Abstract
Forceps, brushes or needles are currently the standard tools used during flexible bronchoscopy when diagnosing endobronchial malignancies. The new biopsy technique of cryobiopsy appears to provide better diagnostic samples. The aim of this study was to evaluate cryobiopsy over conventional endobronchial sampling.
A total of 600 patients in eight centres with suspected endobronchial tumours were included in a prospective, randomised, single-blinded multicentre study. Patients were randomised to either sampling using forceps or the cryoprobe. After obtaining biopsy samples, a blinded histological evaluation was performed. According to the definitive clinical diagnosis, the diagnostic yield for malignancy was evaluated by a Chi-squared test.
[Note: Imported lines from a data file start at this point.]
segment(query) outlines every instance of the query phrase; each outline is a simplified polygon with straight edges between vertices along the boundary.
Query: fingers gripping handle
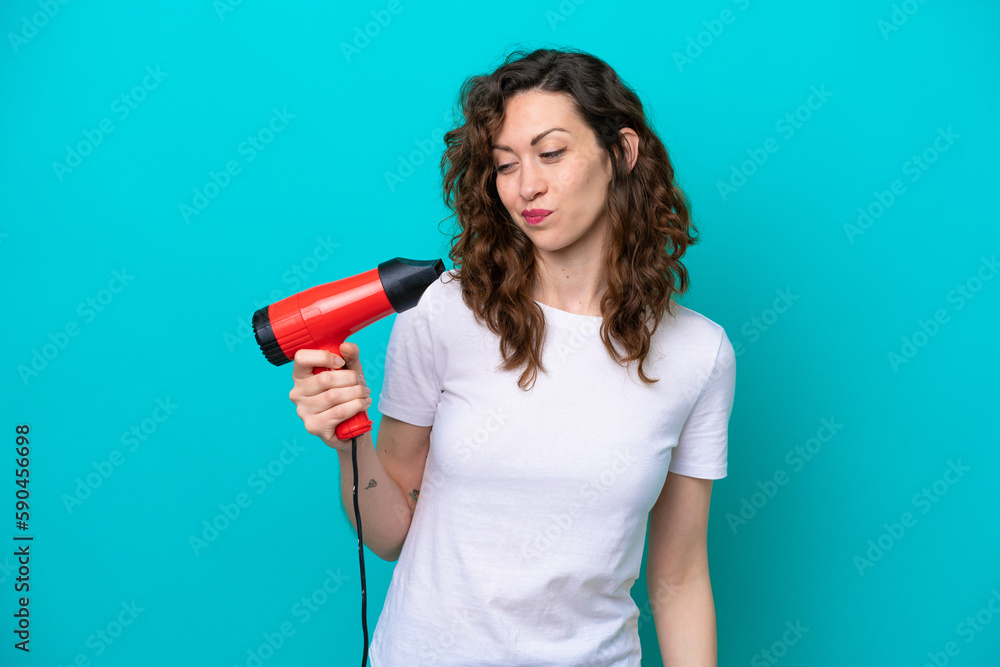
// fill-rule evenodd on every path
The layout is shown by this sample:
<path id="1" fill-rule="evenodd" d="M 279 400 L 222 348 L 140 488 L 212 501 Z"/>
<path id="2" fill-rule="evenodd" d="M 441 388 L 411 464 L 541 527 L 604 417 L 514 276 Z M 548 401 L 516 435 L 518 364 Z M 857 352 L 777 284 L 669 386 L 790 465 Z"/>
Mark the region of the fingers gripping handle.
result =
<path id="1" fill-rule="evenodd" d="M 318 373 L 328 370 L 330 369 L 323 366 L 314 366 L 313 375 L 317 375 Z M 372 420 L 368 419 L 368 411 L 362 410 L 350 419 L 337 424 L 337 438 L 340 440 L 350 440 L 351 438 L 359 436 L 362 433 L 367 433 L 370 430 L 372 430 Z"/>

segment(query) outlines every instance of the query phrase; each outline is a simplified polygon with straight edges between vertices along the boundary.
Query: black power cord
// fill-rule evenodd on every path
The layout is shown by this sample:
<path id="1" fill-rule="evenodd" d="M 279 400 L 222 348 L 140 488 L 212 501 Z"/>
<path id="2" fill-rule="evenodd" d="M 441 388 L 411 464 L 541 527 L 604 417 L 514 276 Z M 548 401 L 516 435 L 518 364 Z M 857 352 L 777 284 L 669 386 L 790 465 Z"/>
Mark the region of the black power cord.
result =
<path id="1" fill-rule="evenodd" d="M 354 518 L 358 522 L 358 560 L 361 562 L 361 628 L 365 632 L 365 652 L 361 656 L 361 667 L 368 664 L 368 615 L 365 595 L 365 545 L 361 540 L 361 510 L 358 508 L 358 437 L 351 438 L 351 463 L 354 465 Z"/>

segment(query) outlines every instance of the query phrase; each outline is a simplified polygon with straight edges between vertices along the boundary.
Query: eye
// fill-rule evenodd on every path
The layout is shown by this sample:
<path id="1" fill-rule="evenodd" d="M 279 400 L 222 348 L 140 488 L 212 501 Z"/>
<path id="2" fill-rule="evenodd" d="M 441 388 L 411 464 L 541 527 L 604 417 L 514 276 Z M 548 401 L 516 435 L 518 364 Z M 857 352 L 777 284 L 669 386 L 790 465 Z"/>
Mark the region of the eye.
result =
<path id="1" fill-rule="evenodd" d="M 551 159 L 553 159 L 553 158 L 557 158 L 557 157 L 559 157 L 560 155 L 562 155 L 562 154 L 563 154 L 563 153 L 565 153 L 565 152 L 566 152 L 566 149 L 565 149 L 565 148 L 560 148 L 560 149 L 559 149 L 559 150 L 557 150 L 557 151 L 549 151 L 549 152 L 547 152 L 547 153 L 541 153 L 541 156 L 542 156 L 543 158 L 547 159 L 547 160 L 551 160 Z M 500 166 L 498 166 L 498 167 L 496 168 L 496 172 L 497 172 L 498 174 L 505 174 L 505 173 L 507 173 L 507 168 L 508 168 L 508 167 L 512 167 L 512 166 L 513 166 L 513 164 L 512 164 L 512 163 L 507 163 L 507 164 L 502 164 L 502 165 L 500 165 Z"/>

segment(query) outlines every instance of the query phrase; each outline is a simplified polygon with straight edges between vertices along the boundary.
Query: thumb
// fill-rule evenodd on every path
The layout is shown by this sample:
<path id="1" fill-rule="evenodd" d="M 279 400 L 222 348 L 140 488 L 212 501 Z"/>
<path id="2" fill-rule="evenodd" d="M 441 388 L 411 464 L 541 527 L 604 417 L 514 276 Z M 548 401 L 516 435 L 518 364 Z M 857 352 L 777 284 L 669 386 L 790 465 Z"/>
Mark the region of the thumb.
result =
<path id="1" fill-rule="evenodd" d="M 361 373 L 361 350 L 354 343 L 341 343 L 340 356 L 344 358 L 344 368 Z"/>

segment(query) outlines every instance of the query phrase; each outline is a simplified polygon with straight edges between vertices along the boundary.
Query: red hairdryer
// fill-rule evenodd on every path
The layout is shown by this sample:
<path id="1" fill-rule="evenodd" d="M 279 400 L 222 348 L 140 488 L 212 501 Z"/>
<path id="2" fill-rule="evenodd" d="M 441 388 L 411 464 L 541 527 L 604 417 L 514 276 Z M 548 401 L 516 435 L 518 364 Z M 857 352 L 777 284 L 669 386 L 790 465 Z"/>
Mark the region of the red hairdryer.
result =
<path id="1" fill-rule="evenodd" d="M 275 366 L 287 364 L 302 349 L 339 355 L 341 343 L 352 333 L 417 305 L 444 270 L 440 259 L 390 259 L 377 269 L 310 287 L 261 308 L 253 314 L 254 336 Z M 317 367 L 313 373 L 326 370 Z M 350 440 L 371 429 L 362 411 L 337 425 L 337 437 Z"/>

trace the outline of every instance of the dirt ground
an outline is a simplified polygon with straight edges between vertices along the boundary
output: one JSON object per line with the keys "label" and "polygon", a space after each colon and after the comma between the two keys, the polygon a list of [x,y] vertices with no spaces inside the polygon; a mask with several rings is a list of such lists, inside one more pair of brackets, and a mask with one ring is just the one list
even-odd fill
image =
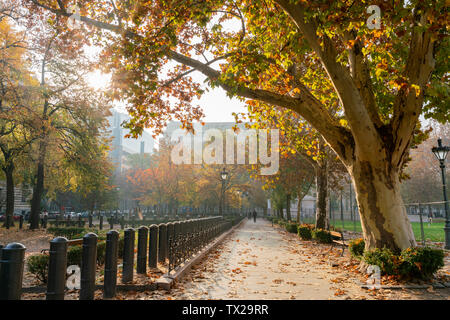
{"label": "dirt ground", "polygon": [[6,246],[11,242],[19,242],[23,244],[27,250],[26,254],[35,254],[41,252],[42,249],[50,247],[49,241],[54,237],[45,230],[28,230],[24,228],[19,230],[18,223],[9,230],[0,228],[0,244]]}

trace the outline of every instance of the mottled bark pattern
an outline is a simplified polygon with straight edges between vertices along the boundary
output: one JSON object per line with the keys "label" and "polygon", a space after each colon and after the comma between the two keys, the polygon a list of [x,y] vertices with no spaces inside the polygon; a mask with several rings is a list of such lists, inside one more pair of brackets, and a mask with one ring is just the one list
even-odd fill
{"label": "mottled bark pattern", "polygon": [[385,172],[369,161],[352,170],[366,249],[390,248],[395,252],[416,245],[400,194],[398,172]]}

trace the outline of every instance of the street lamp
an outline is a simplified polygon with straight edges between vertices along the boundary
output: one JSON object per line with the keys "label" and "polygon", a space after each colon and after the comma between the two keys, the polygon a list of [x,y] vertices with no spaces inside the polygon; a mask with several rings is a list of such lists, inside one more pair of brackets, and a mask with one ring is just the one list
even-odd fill
{"label": "street lamp", "polygon": [[245,197],[248,197],[248,192],[247,191],[240,191],[240,215],[242,215],[242,201],[244,200]]}
{"label": "street lamp", "polygon": [[443,146],[442,140],[438,139],[438,146],[431,149],[436,158],[439,160],[442,173],[442,190],[444,192],[444,208],[445,208],[445,249],[450,249],[450,216],[448,212],[447,190],[445,185],[445,158],[447,157],[450,147]]}
{"label": "street lamp", "polygon": [[225,170],[225,167],[223,167],[222,172],[220,173],[220,179],[222,180],[222,190],[221,190],[221,199],[220,199],[220,212],[219,215],[223,215],[223,203],[225,198],[225,181],[228,179],[228,172]]}
{"label": "street lamp", "polygon": [[223,167],[222,172],[220,173],[220,177],[222,178],[222,181],[227,180],[228,178],[228,172],[225,170],[225,167]]}

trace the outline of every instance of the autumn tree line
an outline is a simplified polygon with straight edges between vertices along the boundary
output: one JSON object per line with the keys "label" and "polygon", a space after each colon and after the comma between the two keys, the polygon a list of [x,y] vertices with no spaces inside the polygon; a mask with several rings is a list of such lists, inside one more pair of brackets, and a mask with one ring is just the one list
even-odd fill
{"label": "autumn tree line", "polygon": [[30,228],[44,197],[99,197],[111,182],[106,132],[110,99],[86,82],[95,68],[86,41],[58,21],[31,21],[27,10],[0,8],[0,168],[6,180],[5,226],[14,187],[33,188]]}
{"label": "autumn tree line", "polygon": [[[152,154],[132,155],[129,169],[118,183],[128,186],[131,197],[139,207],[154,208],[159,216],[190,214],[223,214],[267,208],[267,193],[263,184],[251,177],[248,165],[174,164],[171,160],[174,143],[161,139]],[[222,184],[221,172],[227,172]]]}

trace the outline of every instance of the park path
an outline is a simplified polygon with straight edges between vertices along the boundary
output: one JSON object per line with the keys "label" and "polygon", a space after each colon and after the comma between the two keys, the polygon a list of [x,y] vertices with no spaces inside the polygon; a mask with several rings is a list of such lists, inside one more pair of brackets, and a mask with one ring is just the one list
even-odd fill
{"label": "park path", "polygon": [[[309,243],[310,246],[310,243]],[[314,256],[295,235],[264,219],[246,220],[195,266],[171,296],[175,299],[367,298],[356,279],[330,264],[339,250]],[[154,297],[157,298],[157,297]],[[162,298],[162,297],[161,297]]]}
A total of 593 patients were randomised, of whom 563 had a final diagnosis of cancer. 281 patients were randomised to receive endobronchial biopsies using forceps and 282 had biopsies performed using a flexible cryoprobe. A definitive diagnosis was achieved in 85.1% of patients randomised to conventional forceps biopsy and 95.0% of patients who underwent cryobiopsy (p<0.001). Importantly, there was no difference in the incidence of significant bleeding.
Endobronchial cryobiopsy is a safe technique with superior diagnostic yield in comparison with conventional forceps biopsy.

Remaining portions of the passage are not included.